Because we cannot match transferors and transferees of common units, we adopt depreciation and amortization positions that may not conform to all aspects of existing Treasury Regulations.  A successful IRS challenge to those positions could adversely affect the amount of tax benefits available to a common unitholder.  It also could affect the timing of these tax benefits or the amount of gain from a sale of common units and could have a negative impact on the value of our common units or result in audit adjustments to the unitholder’s tax returns.

Our common unitholders will likely be subject to state and local taxes and return filing requirements in states where they do not live as a result of an investment in our common units.

In addition to federal income taxes, our common unitholders will likely be subject to other taxes, such as state and local income taxes, unincorporated business taxes and estate, inheritance or intangible taxes that are imposed by the various jurisdictions in which we or each of the MLP Entities do business or own property even if the unitholder does not live in any of those jurisdictions.  Our common unitholders will likely be required to file state and local income tax returns and pay state and local income taxes in some or all of these various jurisdictions.  Further, they may be subject to penalties for failure to comply with those requirements.  We or the MLP Entities may own property or conduct business in other states or foreign countries in the future.  It is the responsibility of each unitholder to file its own federal, state and local tax returns.

The sale or exchange of 50% or more of our capital and profits interests during any twelve-month period will result in the termination of our partnership for federal income tax purposes.

We will be considered to have technically terminated our partnership for federal income tax purposes if there is a sale or exchange of 50% or more of the total interests in our capital and profits within a twelve-month period.  Our technical termination would, among other things, result in the closing of our taxable year for all unitholders, which could result in us filing two tax returns (and our unitholders could receive two Schedule K-1s) for one fiscal year.  A technical termination could also result in the deferral of depreciation deductions allowable in computing our taxable income.

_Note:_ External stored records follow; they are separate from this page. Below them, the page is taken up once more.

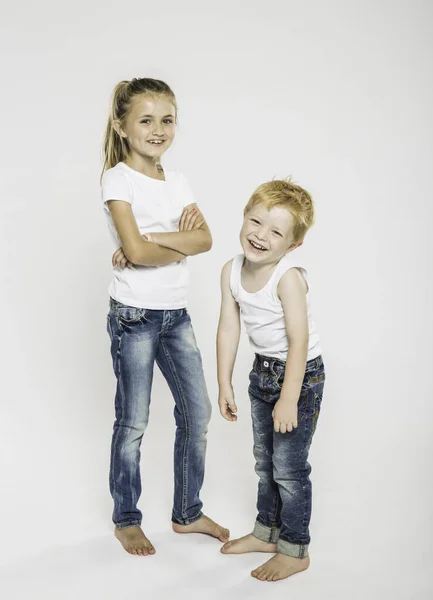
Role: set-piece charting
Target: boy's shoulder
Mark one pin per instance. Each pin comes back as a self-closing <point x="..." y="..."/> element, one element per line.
<point x="227" y="267"/>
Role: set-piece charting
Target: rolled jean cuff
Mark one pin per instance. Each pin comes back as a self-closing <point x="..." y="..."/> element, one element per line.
<point x="266" y="534"/>
<point x="289" y="549"/>
<point x="187" y="521"/>
<point x="126" y="524"/>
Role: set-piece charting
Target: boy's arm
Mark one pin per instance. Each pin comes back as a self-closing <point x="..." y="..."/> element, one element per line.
<point x="227" y="345"/>
<point x="136" y="249"/>
<point x="188" y="242"/>
<point x="292" y="291"/>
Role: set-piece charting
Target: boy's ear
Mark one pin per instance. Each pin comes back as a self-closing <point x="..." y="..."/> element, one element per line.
<point x="294" y="246"/>
<point x="118" y="129"/>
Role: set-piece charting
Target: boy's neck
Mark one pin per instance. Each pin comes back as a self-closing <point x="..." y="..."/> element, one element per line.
<point x="256" y="270"/>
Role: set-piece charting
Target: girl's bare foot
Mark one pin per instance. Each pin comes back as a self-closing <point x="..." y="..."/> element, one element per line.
<point x="204" y="525"/>
<point x="248" y="543"/>
<point x="280" y="566"/>
<point x="134" y="541"/>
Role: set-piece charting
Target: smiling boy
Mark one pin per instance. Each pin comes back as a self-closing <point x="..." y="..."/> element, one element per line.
<point x="269" y="289"/>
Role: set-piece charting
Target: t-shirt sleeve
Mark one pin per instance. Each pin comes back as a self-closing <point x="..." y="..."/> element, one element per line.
<point x="115" y="186"/>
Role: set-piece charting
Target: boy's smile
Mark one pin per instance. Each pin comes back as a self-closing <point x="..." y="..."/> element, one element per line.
<point x="267" y="235"/>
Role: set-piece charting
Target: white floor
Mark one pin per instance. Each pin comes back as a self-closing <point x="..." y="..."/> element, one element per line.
<point x="192" y="567"/>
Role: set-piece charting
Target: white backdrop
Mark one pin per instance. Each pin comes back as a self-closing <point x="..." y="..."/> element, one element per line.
<point x="336" y="94"/>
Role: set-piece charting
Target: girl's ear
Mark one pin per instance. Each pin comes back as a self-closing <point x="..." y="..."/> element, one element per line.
<point x="118" y="129"/>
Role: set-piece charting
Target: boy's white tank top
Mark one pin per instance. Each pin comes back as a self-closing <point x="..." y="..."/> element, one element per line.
<point x="262" y="312"/>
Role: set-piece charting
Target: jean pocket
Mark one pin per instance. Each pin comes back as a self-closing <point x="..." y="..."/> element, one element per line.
<point x="130" y="314"/>
<point x="317" y="378"/>
<point x="109" y="331"/>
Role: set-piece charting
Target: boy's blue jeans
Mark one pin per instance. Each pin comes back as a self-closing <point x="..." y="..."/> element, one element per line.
<point x="139" y="337"/>
<point x="284" y="495"/>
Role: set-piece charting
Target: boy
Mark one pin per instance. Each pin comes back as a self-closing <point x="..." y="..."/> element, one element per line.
<point x="266" y="285"/>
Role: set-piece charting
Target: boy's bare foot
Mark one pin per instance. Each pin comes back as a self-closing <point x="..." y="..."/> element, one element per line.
<point x="134" y="541"/>
<point x="248" y="543"/>
<point x="280" y="566"/>
<point x="204" y="525"/>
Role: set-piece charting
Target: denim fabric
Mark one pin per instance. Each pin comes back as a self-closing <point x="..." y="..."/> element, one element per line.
<point x="284" y="494"/>
<point x="139" y="337"/>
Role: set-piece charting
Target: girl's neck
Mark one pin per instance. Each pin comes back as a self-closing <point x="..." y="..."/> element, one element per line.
<point x="149" y="166"/>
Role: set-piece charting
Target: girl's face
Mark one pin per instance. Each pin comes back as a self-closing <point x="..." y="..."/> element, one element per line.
<point x="149" y="126"/>
<point x="267" y="235"/>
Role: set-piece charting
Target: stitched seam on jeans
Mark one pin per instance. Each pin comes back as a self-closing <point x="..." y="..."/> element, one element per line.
<point x="185" y="415"/>
<point x="122" y="396"/>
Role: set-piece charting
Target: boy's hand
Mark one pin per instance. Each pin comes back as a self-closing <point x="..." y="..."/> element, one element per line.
<point x="285" y="415"/>
<point x="191" y="219"/>
<point x="227" y="404"/>
<point x="119" y="259"/>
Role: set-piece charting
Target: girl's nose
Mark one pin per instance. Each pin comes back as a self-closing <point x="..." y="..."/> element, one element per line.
<point x="157" y="130"/>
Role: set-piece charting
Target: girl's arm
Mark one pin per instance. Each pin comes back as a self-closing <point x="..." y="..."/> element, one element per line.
<point x="136" y="249"/>
<point x="292" y="291"/>
<point x="227" y="345"/>
<point x="191" y="242"/>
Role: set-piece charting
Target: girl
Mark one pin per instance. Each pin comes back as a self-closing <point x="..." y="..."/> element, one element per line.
<point x="151" y="214"/>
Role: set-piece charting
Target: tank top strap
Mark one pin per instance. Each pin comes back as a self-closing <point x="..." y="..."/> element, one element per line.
<point x="286" y="263"/>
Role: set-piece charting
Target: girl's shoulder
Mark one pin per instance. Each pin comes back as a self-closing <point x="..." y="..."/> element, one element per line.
<point x="113" y="174"/>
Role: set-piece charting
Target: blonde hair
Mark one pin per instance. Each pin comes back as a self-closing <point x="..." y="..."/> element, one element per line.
<point x="288" y="195"/>
<point x="116" y="148"/>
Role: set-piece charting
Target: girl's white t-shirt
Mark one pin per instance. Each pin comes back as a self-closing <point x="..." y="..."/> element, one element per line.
<point x="263" y="315"/>
<point x="157" y="207"/>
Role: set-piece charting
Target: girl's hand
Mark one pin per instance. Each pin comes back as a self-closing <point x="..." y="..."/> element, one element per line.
<point x="191" y="219"/>
<point x="227" y="404"/>
<point x="147" y="237"/>
<point x="285" y="415"/>
<point x="119" y="260"/>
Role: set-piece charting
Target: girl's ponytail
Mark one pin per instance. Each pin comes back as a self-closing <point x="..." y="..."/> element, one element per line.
<point x="116" y="148"/>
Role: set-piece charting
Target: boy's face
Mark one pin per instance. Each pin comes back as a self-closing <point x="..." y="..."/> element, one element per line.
<point x="267" y="235"/>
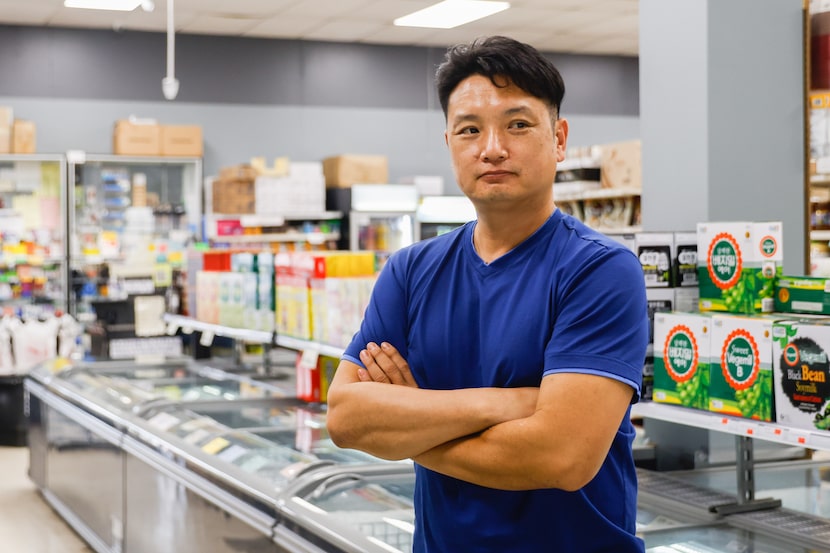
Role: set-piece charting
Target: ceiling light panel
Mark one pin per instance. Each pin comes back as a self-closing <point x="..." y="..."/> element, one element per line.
<point x="451" y="13"/>
<point x="112" y="5"/>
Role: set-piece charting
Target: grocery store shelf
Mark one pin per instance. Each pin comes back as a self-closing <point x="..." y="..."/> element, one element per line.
<point x="310" y="237"/>
<point x="276" y="220"/>
<point x="733" y="425"/>
<point x="620" y="230"/>
<point x="598" y="194"/>
<point x="190" y="325"/>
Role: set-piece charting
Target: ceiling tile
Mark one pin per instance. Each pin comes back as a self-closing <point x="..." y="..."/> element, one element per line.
<point x="340" y="30"/>
<point x="283" y="26"/>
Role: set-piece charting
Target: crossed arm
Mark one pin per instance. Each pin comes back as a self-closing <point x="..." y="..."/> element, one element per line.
<point x="555" y="436"/>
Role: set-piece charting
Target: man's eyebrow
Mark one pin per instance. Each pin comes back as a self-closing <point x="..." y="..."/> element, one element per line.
<point x="471" y="117"/>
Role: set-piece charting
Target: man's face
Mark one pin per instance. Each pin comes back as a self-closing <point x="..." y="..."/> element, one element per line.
<point x="503" y="144"/>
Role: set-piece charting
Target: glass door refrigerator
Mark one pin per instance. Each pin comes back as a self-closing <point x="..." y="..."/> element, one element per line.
<point x="131" y="220"/>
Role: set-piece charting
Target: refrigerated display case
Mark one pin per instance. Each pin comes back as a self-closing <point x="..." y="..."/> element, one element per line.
<point x="440" y="214"/>
<point x="129" y="216"/>
<point x="171" y="456"/>
<point x="33" y="231"/>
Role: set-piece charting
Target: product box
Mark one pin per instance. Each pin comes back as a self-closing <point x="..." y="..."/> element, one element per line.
<point x="24" y="137"/>
<point x="658" y="300"/>
<point x="686" y="299"/>
<point x="684" y="260"/>
<point x="136" y="139"/>
<point x="741" y="366"/>
<point x="737" y="265"/>
<point x="621" y="165"/>
<point x="181" y="140"/>
<point x="802" y="374"/>
<point x="656" y="251"/>
<point x="233" y="196"/>
<point x="802" y="294"/>
<point x="6" y="120"/>
<point x="681" y="359"/>
<point x="346" y="170"/>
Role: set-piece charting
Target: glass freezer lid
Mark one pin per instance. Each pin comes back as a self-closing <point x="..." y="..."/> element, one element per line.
<point x="181" y="418"/>
<point x="368" y="509"/>
<point x="716" y="538"/>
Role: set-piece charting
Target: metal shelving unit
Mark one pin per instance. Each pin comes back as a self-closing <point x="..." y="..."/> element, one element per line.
<point x="35" y="225"/>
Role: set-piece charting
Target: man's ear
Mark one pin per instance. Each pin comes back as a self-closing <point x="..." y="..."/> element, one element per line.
<point x="560" y="132"/>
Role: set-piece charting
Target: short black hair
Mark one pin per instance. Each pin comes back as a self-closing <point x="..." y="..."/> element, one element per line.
<point x="500" y="57"/>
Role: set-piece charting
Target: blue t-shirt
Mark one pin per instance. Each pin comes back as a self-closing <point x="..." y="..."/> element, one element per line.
<point x="567" y="299"/>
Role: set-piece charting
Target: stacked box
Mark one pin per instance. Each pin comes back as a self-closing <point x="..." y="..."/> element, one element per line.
<point x="737" y="265"/>
<point x="347" y="170"/>
<point x="302" y="190"/>
<point x="802" y="294"/>
<point x="802" y="374"/>
<point x="207" y="291"/>
<point x="181" y="140"/>
<point x="656" y="251"/>
<point x="684" y="260"/>
<point x="741" y="366"/>
<point x="136" y="139"/>
<point x="681" y="359"/>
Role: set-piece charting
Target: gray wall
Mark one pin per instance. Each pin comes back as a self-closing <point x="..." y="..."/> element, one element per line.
<point x="722" y="117"/>
<point x="304" y="100"/>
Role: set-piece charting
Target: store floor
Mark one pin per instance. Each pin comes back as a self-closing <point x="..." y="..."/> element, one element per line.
<point x="27" y="523"/>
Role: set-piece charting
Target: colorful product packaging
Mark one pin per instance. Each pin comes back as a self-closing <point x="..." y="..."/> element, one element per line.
<point x="802" y="374"/>
<point x="681" y="359"/>
<point x="802" y="294"/>
<point x="737" y="264"/>
<point x="741" y="366"/>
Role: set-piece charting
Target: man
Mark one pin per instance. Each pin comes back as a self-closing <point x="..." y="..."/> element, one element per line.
<point x="503" y="357"/>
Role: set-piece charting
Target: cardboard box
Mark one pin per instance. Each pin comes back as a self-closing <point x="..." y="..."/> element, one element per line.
<point x="621" y="165"/>
<point x="802" y="379"/>
<point x="346" y="170"/>
<point x="681" y="359"/>
<point x="132" y="139"/>
<point x="181" y="140"/>
<point x="235" y="196"/>
<point x="741" y="367"/>
<point x="737" y="264"/>
<point x="802" y="294"/>
<point x="24" y="137"/>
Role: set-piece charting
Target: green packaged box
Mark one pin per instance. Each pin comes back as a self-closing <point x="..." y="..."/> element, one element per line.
<point x="681" y="359"/>
<point x="741" y="366"/>
<point x="737" y="264"/>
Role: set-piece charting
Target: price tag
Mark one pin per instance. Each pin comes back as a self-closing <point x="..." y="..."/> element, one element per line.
<point x="206" y="339"/>
<point x="215" y="446"/>
<point x="308" y="360"/>
<point x="164" y="421"/>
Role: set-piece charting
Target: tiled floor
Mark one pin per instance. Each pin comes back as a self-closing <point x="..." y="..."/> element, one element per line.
<point x="27" y="523"/>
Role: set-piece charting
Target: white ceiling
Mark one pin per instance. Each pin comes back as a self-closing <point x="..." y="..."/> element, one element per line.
<point x="573" y="26"/>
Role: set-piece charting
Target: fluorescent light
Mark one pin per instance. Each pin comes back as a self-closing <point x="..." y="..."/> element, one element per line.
<point x="115" y="5"/>
<point x="451" y="13"/>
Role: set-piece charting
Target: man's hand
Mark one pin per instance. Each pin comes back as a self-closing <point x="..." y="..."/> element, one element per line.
<point x="386" y="365"/>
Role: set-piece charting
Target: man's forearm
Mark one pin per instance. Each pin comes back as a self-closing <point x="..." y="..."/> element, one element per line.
<point x="398" y="422"/>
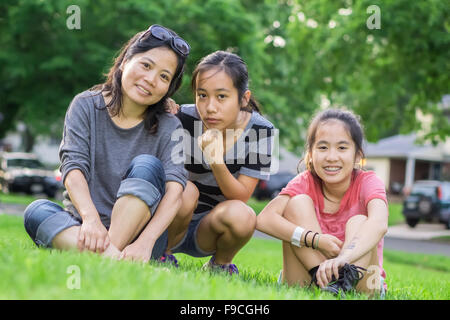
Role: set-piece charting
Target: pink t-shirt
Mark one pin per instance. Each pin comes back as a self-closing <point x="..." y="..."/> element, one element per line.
<point x="364" y="186"/>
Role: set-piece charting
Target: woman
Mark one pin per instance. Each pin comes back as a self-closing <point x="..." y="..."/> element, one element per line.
<point x="123" y="189"/>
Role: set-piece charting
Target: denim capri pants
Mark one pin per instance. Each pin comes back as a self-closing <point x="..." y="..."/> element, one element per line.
<point x="144" y="179"/>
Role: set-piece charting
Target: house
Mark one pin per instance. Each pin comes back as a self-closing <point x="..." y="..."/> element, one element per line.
<point x="399" y="161"/>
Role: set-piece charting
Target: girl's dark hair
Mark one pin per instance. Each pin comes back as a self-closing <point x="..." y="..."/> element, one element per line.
<point x="113" y="84"/>
<point x="234" y="67"/>
<point x="350" y="121"/>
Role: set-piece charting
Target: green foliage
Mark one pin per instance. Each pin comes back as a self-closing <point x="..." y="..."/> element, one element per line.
<point x="302" y="56"/>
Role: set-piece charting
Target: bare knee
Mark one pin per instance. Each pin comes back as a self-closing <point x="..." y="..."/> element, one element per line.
<point x="239" y="218"/>
<point x="298" y="208"/>
<point x="189" y="201"/>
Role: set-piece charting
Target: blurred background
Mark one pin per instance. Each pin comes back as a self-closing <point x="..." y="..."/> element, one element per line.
<point x="388" y="61"/>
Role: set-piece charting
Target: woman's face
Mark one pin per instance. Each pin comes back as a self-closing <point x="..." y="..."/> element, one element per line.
<point x="217" y="99"/>
<point x="146" y="77"/>
<point x="333" y="153"/>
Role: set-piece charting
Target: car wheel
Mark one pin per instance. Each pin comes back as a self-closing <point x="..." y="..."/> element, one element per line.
<point x="412" y="222"/>
<point x="425" y="206"/>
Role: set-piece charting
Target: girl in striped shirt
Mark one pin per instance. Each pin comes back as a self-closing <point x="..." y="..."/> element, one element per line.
<point x="228" y="150"/>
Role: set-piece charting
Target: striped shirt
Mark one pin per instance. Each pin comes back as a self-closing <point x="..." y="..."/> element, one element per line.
<point x="250" y="155"/>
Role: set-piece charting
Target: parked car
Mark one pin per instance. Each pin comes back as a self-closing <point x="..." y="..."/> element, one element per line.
<point x="271" y="188"/>
<point x="23" y="172"/>
<point x="428" y="200"/>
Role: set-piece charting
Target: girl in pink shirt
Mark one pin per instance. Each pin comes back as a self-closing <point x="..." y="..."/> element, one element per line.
<point x="332" y="217"/>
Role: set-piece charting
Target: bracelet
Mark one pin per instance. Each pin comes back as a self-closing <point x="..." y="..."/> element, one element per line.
<point x="306" y="244"/>
<point x="312" y="241"/>
<point x="296" y="236"/>
<point x="317" y="243"/>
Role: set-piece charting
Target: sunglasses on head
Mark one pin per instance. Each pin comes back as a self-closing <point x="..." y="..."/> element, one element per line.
<point x="176" y="43"/>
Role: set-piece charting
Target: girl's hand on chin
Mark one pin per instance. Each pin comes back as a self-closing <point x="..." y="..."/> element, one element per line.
<point x="172" y="106"/>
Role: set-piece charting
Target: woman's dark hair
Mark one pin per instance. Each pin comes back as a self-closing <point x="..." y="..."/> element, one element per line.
<point x="351" y="123"/>
<point x="113" y="84"/>
<point x="234" y="67"/>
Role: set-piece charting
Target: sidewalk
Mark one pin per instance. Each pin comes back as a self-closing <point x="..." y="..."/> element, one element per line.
<point x="423" y="231"/>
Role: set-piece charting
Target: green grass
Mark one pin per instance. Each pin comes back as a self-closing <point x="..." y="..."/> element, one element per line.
<point x="31" y="273"/>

The IRS has recently announced a relief procedure whereby if a publicly traded partnership that has technically terminated requests and the IRS grants special relief, among other things, the partnership will be required to provide only a single Schedule K-1 to unitholders for the tax years in which the technical termination occurs.

We have adopted certain valuation methodologies that may result in a shift of income, gain, loss and deduction between our general partner and our unitholders.  The IRS may challenge this treatment, which could adversely affect the value of our common units.

When we issue additional common units or engage in certain other transactions, we determine the fair market value of our assets and allocate any unrealized gain or loss attributable to our assets to the capital accounts of our unitholders and our general partner.  Our methodology may be viewed as understating the value of our assets.  In that case, there may be a shift of income, gain, loss and deduction between certain unitholders and our general partner, which may be unfavorable to such unitholders.  Moreover, under this methodology, subsequent purchasers of common units may have a greater portion of their Internal Revenue Code Section 743(b) adjustment allocated to our intangible assets and a lesser portion allocated to our tangible assets.  The IRS may challenge our methods, or our allocation


of the Section 743(b) adjustment attributable to our tangible and intangible assets, and allocations of income, gain, loss and deduction between our general partner and certain of our unitholders.

A successful IRS challenge to these methods or allocations could adversely affect the amount of taxable income or loss being allocated to our unitholders.  It also could affect the amount of gain from a unitholder’s sale of common units and could have a negative impact on the value of the common units or result in audit adjustments to the unitholder’s tax returns without the benefit of additional deductions.

A unitholder whose common units are loaned to a “short seller” to cover a short sale of common units may be considered as having disposed of those common units.  If so, the unitholder would no longer be treated for tax purposes as a partner with respect to those common units during the period of the loan and may recognize gain or loss from the disposition.
 
Because a common unitholder whose common units are loaned to a “short seller” to cover a short sale of common units may be considered as having disposed of the loaned units, the unitholder may no longer be treated for tax purposes as a partner with respect to those common units during the period of the loan to the short seller and the unitholder may recognize gain or loss from such disposition.  Moreover, during the period of the loan to the short seller, any of our income, gain, loss or deduction with respect to those common units may not be reportable by the unitholder and any cash distributions received by the unitholder as to those common units could be fully taxable as ordinary income.  Our counsel has not rendered an opinion regarding the treatment of a unitholder whose common units are loaned to a short seller to cover a short sale of common units; therefore, unitholders desiring to assure their status as partners and avoid the risk of gain recognition from a loan to a short seller are urged to modify any applicable brokerage account agreements to prohibit their brokers from borrowing their common units.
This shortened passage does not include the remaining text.